À l'issue de cette formation, les stagiaires peuvent recevoir la qualification nationale “conducteur d'installation industrielle". Ils pourront aussi prétendre au certificat d'assembleur pneumatique. D'autres entreprises voisines se sont montrées intéressées : le producteur de surgelés McCain et l'industriel agroalimentaire Roquette comptent dans leurs effectifs des “conducteurs d'installation".
La motivation et le savoir-être constituent les critères principaux, reconnaît le DRH. “La plupart de ceux qui entrent ont un CAP, un BEP, ou un brevet des collèges, ou sont en École de la deuxième chance. Avant, l'usine cherchait des personnes avec des parcours industriels marqués. Désormais, un jeune sans expérience a toutes ses chances", explique Sébastien Tranchant. L'un des effets de cette nouvelle démarche est aussi la féminisation. Il y en a aujourd'hui une vingtaine, contre zéro en 2016. Dans ce cas, comme ailleurs, l'industrie souffre encore d'une trop mauvaise image.
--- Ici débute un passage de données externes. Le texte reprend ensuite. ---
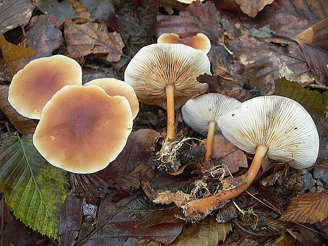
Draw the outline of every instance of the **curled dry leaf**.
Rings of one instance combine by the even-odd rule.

“On imagine un endroit sale, des conditions difficiles, un côté charbon à notre métier. C'est faux, et c'est oublier la création, et la satisfaction de voir un produit fini", estime Fabrice Coulombel, responsable vulcanisation et qui manage les nouveaux formés dans sa partie assemblage. “Les gens ne se rendent pas assez compte que l'industrie a besoin de main-d'œuvre. C'est une réelle opportunité d'être formé ici."

Les stagiaires qui sont confirmés à leur poste ne diront pas le contraire, même dans l'odeur du pneu cuit. Le travail, rémunéré au rendement, tourne autour des 3 000 euros bruts pour un opérateur, à 33 heures par semaine et en 5/8.